By any measure, this is a stack of gear and the plan is to
take much of it home. Some half the Drehtainers will be handed over to the ANA
for use in TK and also at the new officer training academy in Kabul.
Defence hasn’t absolutely ruled out handing over some
vehicles and other military equipment but is working on the principle that it
doesn’t want to leave anything which could end up in the hands of insurgents or
be beyond the capacity of the ANA to operate and maintain.
Getting what’s left back to Australia poses a major
challenge. Much of it came in overland from Pakistan – expensive, requiring
facilitation payments all along the route, and perilous as insurgents found the
truck convoys to be large inviting targets. Pakistan closed down this route in
2011 in retaliation for the incident in which US aircraft mistakenly
obliterated a Pakistani border post, killing 24 of their soldiers.
It’s been reopened after the US made a suitably abject
apology. This is the only practical means of withdrawing bulky items such as
the Drehtainers, which can then be shipped from the port of Karachi.
For high value kit, there’s really only one way and that’s
by air. Already the RAAF has flown out the task force’s 16 ASLAVs and much else
and other stuff will follow. This is staggeringly expensive but there’s little
alternative.
TK will need some environmental remediation and the big
problem would seem to be the garbage dump. The base itself produces a
spectacular amount of waste which is burned, routinely shrouding the entire
facility in pestilential pong. This isn’t suburbia where recycling and
composting is encouraged and actually feasible.

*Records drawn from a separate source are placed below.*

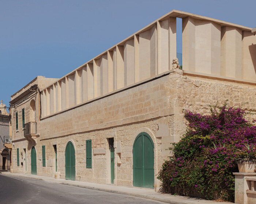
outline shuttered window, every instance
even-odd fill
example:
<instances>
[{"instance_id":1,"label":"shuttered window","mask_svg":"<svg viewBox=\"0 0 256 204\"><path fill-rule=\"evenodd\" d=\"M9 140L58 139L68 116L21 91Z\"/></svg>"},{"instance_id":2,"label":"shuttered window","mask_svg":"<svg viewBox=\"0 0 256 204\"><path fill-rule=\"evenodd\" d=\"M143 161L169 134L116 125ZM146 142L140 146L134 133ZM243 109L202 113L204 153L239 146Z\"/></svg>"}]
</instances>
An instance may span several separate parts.
<instances>
[{"instance_id":1,"label":"shuttered window","mask_svg":"<svg viewBox=\"0 0 256 204\"><path fill-rule=\"evenodd\" d=\"M91 140L86 140L86 168L91 169Z\"/></svg>"},{"instance_id":2,"label":"shuttered window","mask_svg":"<svg viewBox=\"0 0 256 204\"><path fill-rule=\"evenodd\" d=\"M16 130L18 129L18 112L16 112Z\"/></svg>"},{"instance_id":3,"label":"shuttered window","mask_svg":"<svg viewBox=\"0 0 256 204\"><path fill-rule=\"evenodd\" d=\"M25 109L22 109L22 128L24 127L25 124Z\"/></svg>"},{"instance_id":4,"label":"shuttered window","mask_svg":"<svg viewBox=\"0 0 256 204\"><path fill-rule=\"evenodd\" d=\"M42 146L42 156L43 166L45 166L45 146Z\"/></svg>"},{"instance_id":5,"label":"shuttered window","mask_svg":"<svg viewBox=\"0 0 256 204\"><path fill-rule=\"evenodd\" d=\"M17 148L17 165L19 166L19 149Z\"/></svg>"}]
</instances>

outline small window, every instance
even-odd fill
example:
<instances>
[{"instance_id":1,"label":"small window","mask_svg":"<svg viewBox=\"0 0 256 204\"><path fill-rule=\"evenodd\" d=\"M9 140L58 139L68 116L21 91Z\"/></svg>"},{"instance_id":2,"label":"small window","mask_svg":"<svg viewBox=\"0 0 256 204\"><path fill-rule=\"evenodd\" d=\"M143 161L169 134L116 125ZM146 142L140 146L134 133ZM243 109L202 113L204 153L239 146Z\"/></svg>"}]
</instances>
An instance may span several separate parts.
<instances>
[{"instance_id":1,"label":"small window","mask_svg":"<svg viewBox=\"0 0 256 204\"><path fill-rule=\"evenodd\" d=\"M24 128L25 124L25 109L22 109L22 128Z\"/></svg>"},{"instance_id":2,"label":"small window","mask_svg":"<svg viewBox=\"0 0 256 204\"><path fill-rule=\"evenodd\" d=\"M91 140L86 140L86 168L91 169Z\"/></svg>"},{"instance_id":3,"label":"small window","mask_svg":"<svg viewBox=\"0 0 256 204\"><path fill-rule=\"evenodd\" d=\"M42 156L43 166L45 166L45 146L42 146Z\"/></svg>"},{"instance_id":4,"label":"small window","mask_svg":"<svg viewBox=\"0 0 256 204\"><path fill-rule=\"evenodd\" d=\"M18 112L16 112L16 130L18 129Z\"/></svg>"},{"instance_id":5,"label":"small window","mask_svg":"<svg viewBox=\"0 0 256 204\"><path fill-rule=\"evenodd\" d=\"M17 165L19 166L19 149L17 148Z\"/></svg>"}]
</instances>

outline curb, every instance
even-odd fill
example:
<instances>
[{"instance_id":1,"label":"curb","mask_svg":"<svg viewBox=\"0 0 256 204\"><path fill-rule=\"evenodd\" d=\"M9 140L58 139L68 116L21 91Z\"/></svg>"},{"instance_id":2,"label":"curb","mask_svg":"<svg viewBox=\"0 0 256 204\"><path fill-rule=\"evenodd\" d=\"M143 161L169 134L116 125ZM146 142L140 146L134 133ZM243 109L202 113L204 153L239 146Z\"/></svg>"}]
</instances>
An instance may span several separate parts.
<instances>
[{"instance_id":1,"label":"curb","mask_svg":"<svg viewBox=\"0 0 256 204\"><path fill-rule=\"evenodd\" d=\"M160 201L160 202L164 202L165 203L170 203L170 204L195 204L195 201L193 201L191 202L191 201L186 201L186 200L184 200L182 201L176 201L175 200L176 200L175 198L173 198L171 200L170 199L167 199L167 198L161 198L161 197L158 197L158 196L156 196L155 195L143 195L143 194L137 194L137 193L129 193L129 192L124 192L124 191L116 191L115 190L110 190L110 189L106 189L105 188L98 188L98 187L90 187L88 185L87 186L85 186L83 185L82 184L73 184L71 183L66 183L66 182L60 182L61 181L60 181L59 182L57 182L57 181L56 180L55 180L54 178L53 178L53 180L52 181L50 181L48 179L47 179L47 178L50 178L51 177L46 177L45 178L45 179L44 179L44 178L37 178L37 177L31 177L30 176L29 176L28 175L26 175L26 174L22 174L22 175L12 175L11 173L2 173L2 172L0 172L0 174L1 174L4 176L8 176L10 177L23 177L23 178L31 178L33 179L35 179L37 180L43 180L43 181L45 181L46 182L54 182L56 183L58 183L59 184L61 184L63 185L69 185L70 186L74 186L74 187L78 187L80 188L86 188L87 189L90 189L91 190L95 190L97 191L104 191L105 192L108 192L109 193L116 193L116 194L121 194L121 195L127 195L128 196L134 196L134 197L141 197L142 198L144 198L144 199L146 199L149 200L155 200L156 201ZM160 196L161 196L161 195L159 195ZM205 201L206 201L207 202L206 202ZM218 204L219 203L220 204L221 204L220 202L216 202L216 203L208 203L207 201L206 201L206 200L204 200L203 199L202 200L197 200L197 202L196 203L197 203L199 204L214 204L216 203L216 204ZM200 202L201 201L201 202ZM229 204L230 203L230 204L232 204L232 203L227 203L226 202L224 202L225 204Z\"/></svg>"}]
</instances>

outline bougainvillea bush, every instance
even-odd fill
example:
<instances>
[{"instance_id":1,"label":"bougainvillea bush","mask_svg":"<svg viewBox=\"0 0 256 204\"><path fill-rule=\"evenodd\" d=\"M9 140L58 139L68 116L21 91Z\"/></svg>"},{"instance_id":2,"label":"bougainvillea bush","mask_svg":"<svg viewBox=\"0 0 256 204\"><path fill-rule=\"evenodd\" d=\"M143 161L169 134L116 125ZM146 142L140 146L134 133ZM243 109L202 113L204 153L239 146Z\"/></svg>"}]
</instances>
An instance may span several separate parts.
<instances>
[{"instance_id":1,"label":"bougainvillea bush","mask_svg":"<svg viewBox=\"0 0 256 204\"><path fill-rule=\"evenodd\" d=\"M256 126L240 109L225 104L211 110L205 115L185 111L188 127L172 144L173 158L165 162L158 177L163 192L234 201L232 173L238 172L237 162L243 157L255 158Z\"/></svg>"}]
</instances>

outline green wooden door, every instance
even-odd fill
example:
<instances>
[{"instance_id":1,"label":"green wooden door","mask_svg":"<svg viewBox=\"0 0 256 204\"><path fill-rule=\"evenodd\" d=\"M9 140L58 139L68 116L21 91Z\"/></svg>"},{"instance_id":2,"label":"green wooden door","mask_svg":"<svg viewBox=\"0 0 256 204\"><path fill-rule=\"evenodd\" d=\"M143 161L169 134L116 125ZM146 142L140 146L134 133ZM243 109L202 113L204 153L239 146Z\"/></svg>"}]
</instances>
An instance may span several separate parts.
<instances>
[{"instance_id":1,"label":"green wooden door","mask_svg":"<svg viewBox=\"0 0 256 204\"><path fill-rule=\"evenodd\" d=\"M110 170L111 173L111 183L114 183L114 179L115 178L114 172L114 148L110 149Z\"/></svg>"},{"instance_id":2,"label":"green wooden door","mask_svg":"<svg viewBox=\"0 0 256 204\"><path fill-rule=\"evenodd\" d=\"M31 174L36 175L37 171L37 153L35 147L33 146L31 149Z\"/></svg>"},{"instance_id":3,"label":"green wooden door","mask_svg":"<svg viewBox=\"0 0 256 204\"><path fill-rule=\"evenodd\" d=\"M75 148L71 142L69 142L66 147L65 158L66 179L75 180L76 177Z\"/></svg>"},{"instance_id":4,"label":"green wooden door","mask_svg":"<svg viewBox=\"0 0 256 204\"><path fill-rule=\"evenodd\" d=\"M150 136L140 133L133 144L133 186L153 188L154 146Z\"/></svg>"}]
</instances>

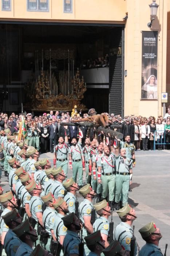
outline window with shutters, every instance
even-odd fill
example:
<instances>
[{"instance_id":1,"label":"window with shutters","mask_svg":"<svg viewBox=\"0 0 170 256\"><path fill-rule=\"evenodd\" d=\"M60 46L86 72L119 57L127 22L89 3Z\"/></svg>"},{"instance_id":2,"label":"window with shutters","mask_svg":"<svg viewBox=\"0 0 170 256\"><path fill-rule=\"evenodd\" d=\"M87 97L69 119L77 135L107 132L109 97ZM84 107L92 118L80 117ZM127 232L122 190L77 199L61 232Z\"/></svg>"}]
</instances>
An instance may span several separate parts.
<instances>
[{"instance_id":1,"label":"window with shutters","mask_svg":"<svg viewBox=\"0 0 170 256\"><path fill-rule=\"evenodd\" d=\"M72 0L64 0L64 12L72 12Z\"/></svg>"},{"instance_id":2,"label":"window with shutters","mask_svg":"<svg viewBox=\"0 0 170 256\"><path fill-rule=\"evenodd\" d=\"M49 0L27 0L27 11L48 12Z\"/></svg>"},{"instance_id":3,"label":"window with shutters","mask_svg":"<svg viewBox=\"0 0 170 256\"><path fill-rule=\"evenodd\" d=\"M11 0L2 0L2 11L11 11Z\"/></svg>"}]
</instances>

The dining facilities contribute tonnes of waste every day,
with all meals served on disposable plates and eaten with throwaway utensils.
There really doesn’t seem to be any alternative – there’s just not that much
water to wash stuff up and the slightest lapse in hygiene would result in
sweeping epidemics.
With this much stuff to bring home, Australia faces one more
challenge with which it is quite familiar. That’s ensuring that returning
equipment harbours no foreign bugs, wildlife, seeds or weeds.
Not since Vietnam has defence had to bring home this much
gear and each item needs to be inspected and rigorously cleaned, all under the
close supervision of the Australian Quarantine and Inspection Service.